Le bouquin a été prolongé par un
blog prolixe, dont le seul défaut est d’être en anglais.

Mais trêve de détours : saluons le travail papier des Econoclastes. Alexandre Delaigue et Stéphane Ménia, anciens de Normale Sup Cachan agrégés d’éco et de gestion, sont de cette même trempe d’économistes rigolos. C’est même à mon sens eux qui ont su rendre caduc cet oxymore. Ils ont lancé leur site il y a de cela 8 ans (peu de sites peuvent se targuer d’une telle ancienneté), leur blog il y a 4 ans. De vrais pionniers de la blogosphère économique, qui ont suscité moult vocations. Contrairement aux Freakonomists donc, ils ont eux commencé par un blog, puis concocté un chouette bouquin. Il est ,il est pas cher, et on l'aime même s’il y a une grosse faute sur la 4e de couv’.

Rien à voir, mais une expérience à la limite de l’anthropologie et de la sociologie m’a récemment rappelé que la dernière des classes sociales qui subsiste en France est la grande bourgeoisie.

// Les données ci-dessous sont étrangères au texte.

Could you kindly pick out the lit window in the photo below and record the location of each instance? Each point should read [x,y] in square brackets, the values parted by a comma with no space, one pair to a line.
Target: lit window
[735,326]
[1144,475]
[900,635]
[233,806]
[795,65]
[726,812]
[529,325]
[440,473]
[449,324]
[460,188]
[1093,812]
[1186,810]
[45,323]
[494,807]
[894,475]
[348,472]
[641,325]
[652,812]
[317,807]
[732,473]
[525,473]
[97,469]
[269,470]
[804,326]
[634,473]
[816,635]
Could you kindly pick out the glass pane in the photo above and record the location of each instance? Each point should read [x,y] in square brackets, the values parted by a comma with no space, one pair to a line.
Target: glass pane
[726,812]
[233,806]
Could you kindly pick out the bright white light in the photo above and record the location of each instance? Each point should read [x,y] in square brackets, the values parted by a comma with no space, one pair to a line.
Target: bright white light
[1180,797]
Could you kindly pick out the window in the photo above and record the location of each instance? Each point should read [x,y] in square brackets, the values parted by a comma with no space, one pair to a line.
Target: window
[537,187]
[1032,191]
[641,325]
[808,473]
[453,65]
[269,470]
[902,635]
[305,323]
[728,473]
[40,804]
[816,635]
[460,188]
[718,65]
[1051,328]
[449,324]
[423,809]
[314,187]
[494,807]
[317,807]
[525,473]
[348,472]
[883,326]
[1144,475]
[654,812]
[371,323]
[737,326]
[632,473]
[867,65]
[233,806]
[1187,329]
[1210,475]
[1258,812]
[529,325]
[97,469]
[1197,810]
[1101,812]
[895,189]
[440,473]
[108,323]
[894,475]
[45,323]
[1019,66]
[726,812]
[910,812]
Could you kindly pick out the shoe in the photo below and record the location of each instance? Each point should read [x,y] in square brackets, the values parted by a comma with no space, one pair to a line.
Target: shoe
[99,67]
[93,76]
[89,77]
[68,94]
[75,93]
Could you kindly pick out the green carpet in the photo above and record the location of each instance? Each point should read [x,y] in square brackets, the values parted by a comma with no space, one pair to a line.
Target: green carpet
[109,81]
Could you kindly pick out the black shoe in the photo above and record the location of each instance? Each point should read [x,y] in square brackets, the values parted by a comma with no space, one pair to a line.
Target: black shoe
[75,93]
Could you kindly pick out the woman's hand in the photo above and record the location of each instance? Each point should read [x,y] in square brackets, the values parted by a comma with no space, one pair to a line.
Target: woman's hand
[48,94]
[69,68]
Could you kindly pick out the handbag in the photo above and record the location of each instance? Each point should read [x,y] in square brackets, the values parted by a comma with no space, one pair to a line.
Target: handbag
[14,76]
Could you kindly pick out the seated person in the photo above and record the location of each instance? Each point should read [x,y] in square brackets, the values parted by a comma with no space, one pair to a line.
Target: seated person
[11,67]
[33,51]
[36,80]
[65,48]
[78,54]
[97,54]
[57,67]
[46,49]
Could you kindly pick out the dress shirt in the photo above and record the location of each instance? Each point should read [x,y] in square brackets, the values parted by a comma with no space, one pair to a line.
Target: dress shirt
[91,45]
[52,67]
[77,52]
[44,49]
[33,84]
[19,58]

Enfin, le petit scandale du quotidien, découvert dans le Canard Enchaîné, qui relaie une info du Point : les traders qui se sont fait virer comme des malpropres des lumineuses salles de marché de la City - après avoir été contraint et forcé de s’exiler parce que c’est vrai qu’en France on paie bien trop d’impôts et que là-bas tout le monde peut bosser il suffit de le vouloir et moi chuis un winner et je vous emm… - se carapatent la queue entre les jambes et viennent allègrement nous plomber les comptes de l’ANPE. Il leur suffit de retouner 3 burgers au McDo (ou d’effectuer n’importe quelle tâche rémunérée par Chèque Emploi Service) pour pouvoir prétendre sans scrupule aux allocations chômage. Oh trois fois rien, juste de quoi subsister : 57,4% de leur salaire outre Manche, plafonné à 6 400 euros mensuels, pendant 23 mois. Effectivement, il s’agit d’un plafond, pas d’un plancher. Mais pour la plupart des traders de Londres, 11 000 euros de salaire (£ 9000 à la louche), c’est – ou du moins c’était – un plancher, pas un plafond.

Une telle absence de conscience citoyenne - pour ne pas dire morale - me laisse coi.

2 commentaires:

Unknown a dit…

Salut Pied !
Merci pour le conseil de lecture. Manifestement Paerson préempte nos blogeurs préférés (cf. http://www.pearson.fr/livre/?GCOI=27440100962760 : pas révolutionnaire mais complet et qui met bien les choses en perspectives).
Drôle sinon (rapport à notre pizza)que tu cites Colombi qui cite les Pinçon-Charlot, parce que ce sont eux, justement, rares sociologues spécialistes des riches, qui expliquent le rapport à l'espace (notamment domestique) très particulier de ceux-ci. Entre salons immenses et hauteurs de six mètres sous plafond, forcément on "apprend" à bouger différemment et cela crée une certaine "classe" (tiens tiens !) qui n'a cependant rien de "naturelle". Quand à l'inverse, les pauvres vivent, eux, d'exiguïté et de promiscuité (ce que décrit très bien Ken Loach dans ses films je trouve) ce qui les rend forcément plus embarrassés de leurs corps.
Une situation (exiguité et promiscuité) dans laquelle on aimerait bien coller nos petits copains traders de retour de leur eldorado !

Pied-à-terre a dit…

Même si certains ont visiblement su préempter l'espace malgré leur condition originelle de pauvreté :

http://www.musicspot.fr/video/reportages/ntm-bercy-2008-la-video-du-concert-10002066.htm

:-)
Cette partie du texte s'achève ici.